Scesero alla spiaggia, scivolando giù per il ripido argine. In riva al fiume sembrava che facesse più buio e più freddo, sebbene fosse cessata la pioggia.

— Presto sarà notte. Dobbiamo accamparci? — chiese Holdfast, in tono riluttante.

Guardarono la grigia massa del fiume che scorreva accanto a loro, sovrastata da un cielo altrettanto grigio.

— Sull’acqua sarà più chiaro — disse Andre, tirando fuori i remi nascosti sotto una delle canoe rovesciate.

Una famiglia di pipistrelli marsupiali aveva fatto il nido tra i remi. I piccoli fuggirono lungo la spiaggia saltellando e squittendo stizziti, mentre i genitori, infuriati, li seguivano a volo radente. Gli uomini risero e si issarono sulle spalle le leggere canoe.

Le spinsero in acqua e partirono, quattro per imbarcazione.
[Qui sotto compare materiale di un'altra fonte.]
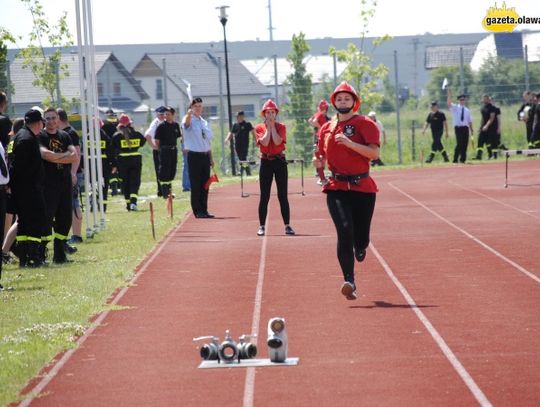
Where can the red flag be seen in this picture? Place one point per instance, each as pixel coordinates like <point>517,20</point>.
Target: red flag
<point>213,178</point>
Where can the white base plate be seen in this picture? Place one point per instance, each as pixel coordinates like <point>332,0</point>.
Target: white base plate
<point>213,364</point>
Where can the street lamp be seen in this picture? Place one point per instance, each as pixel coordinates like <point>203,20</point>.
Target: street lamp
<point>223,20</point>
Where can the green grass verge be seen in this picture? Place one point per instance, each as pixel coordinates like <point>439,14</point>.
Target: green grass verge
<point>42,310</point>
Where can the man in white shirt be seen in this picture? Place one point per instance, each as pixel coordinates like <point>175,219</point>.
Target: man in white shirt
<point>149,135</point>
<point>461,117</point>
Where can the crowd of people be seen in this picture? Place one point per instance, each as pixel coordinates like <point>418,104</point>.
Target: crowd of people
<point>41,167</point>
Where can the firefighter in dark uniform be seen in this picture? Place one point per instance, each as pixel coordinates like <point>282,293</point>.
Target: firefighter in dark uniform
<point>107,163</point>
<point>240,133</point>
<point>126,143</point>
<point>58,154</point>
<point>27,180</point>
<point>109,126</point>
<point>488,127</point>
<point>437,121</point>
<point>165,139</point>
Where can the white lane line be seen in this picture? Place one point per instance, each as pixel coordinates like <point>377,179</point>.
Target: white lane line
<point>454,361</point>
<point>484,245</point>
<point>494,200</point>
<point>38,388</point>
<point>249,384</point>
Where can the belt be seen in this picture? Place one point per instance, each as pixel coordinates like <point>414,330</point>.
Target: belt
<point>351,179</point>
<point>265,156</point>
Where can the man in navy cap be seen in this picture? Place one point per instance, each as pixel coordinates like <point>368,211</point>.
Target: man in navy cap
<point>150,134</point>
<point>27,180</point>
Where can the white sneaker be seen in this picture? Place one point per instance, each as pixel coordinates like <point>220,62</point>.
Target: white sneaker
<point>349,291</point>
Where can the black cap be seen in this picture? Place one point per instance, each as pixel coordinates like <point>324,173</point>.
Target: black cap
<point>33,116</point>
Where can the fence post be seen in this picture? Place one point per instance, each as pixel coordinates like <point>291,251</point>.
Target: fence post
<point>397,109</point>
<point>413,140</point>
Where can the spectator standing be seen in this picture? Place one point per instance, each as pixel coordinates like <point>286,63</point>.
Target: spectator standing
<point>488,128</point>
<point>462,121</point>
<point>373,116</point>
<point>110,127</point>
<point>347,144</point>
<point>5,122</point>
<point>198,136</point>
<point>126,143</point>
<point>271,138</point>
<point>166,139</point>
<point>149,136</point>
<point>27,180</point>
<point>526,114</point>
<point>76,179</point>
<point>59,154</point>
<point>437,122</point>
<point>240,134</point>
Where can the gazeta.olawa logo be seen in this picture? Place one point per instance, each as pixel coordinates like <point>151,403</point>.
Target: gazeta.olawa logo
<point>505,19</point>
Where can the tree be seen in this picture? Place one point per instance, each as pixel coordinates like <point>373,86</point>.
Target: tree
<point>5,37</point>
<point>360,73</point>
<point>46,68</point>
<point>452,74</point>
<point>300,96</point>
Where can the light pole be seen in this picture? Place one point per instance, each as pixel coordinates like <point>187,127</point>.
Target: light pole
<point>223,20</point>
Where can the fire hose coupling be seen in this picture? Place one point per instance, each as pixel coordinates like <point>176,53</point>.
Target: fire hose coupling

Quando i remi si sollevavano, riflettevano l’argentea luce che veniva da ovest. Al centro del fiume il cielo sembrava più chiaro e più alto, le rive erano basse e nere.

Oh, quando arriveremo,

Oh, quando arriveremo a Lisbona,

Le bianche navi ci attenderanno,

Oh, quando arriveremo…

Un uomo, sulla prima canoa, cominciò a cantare, e due o tre voci, sulla seconda, si unirono alla sua. Intorno a quel breve canto nostalgico si stendeva il silenzio della foresta disabitata.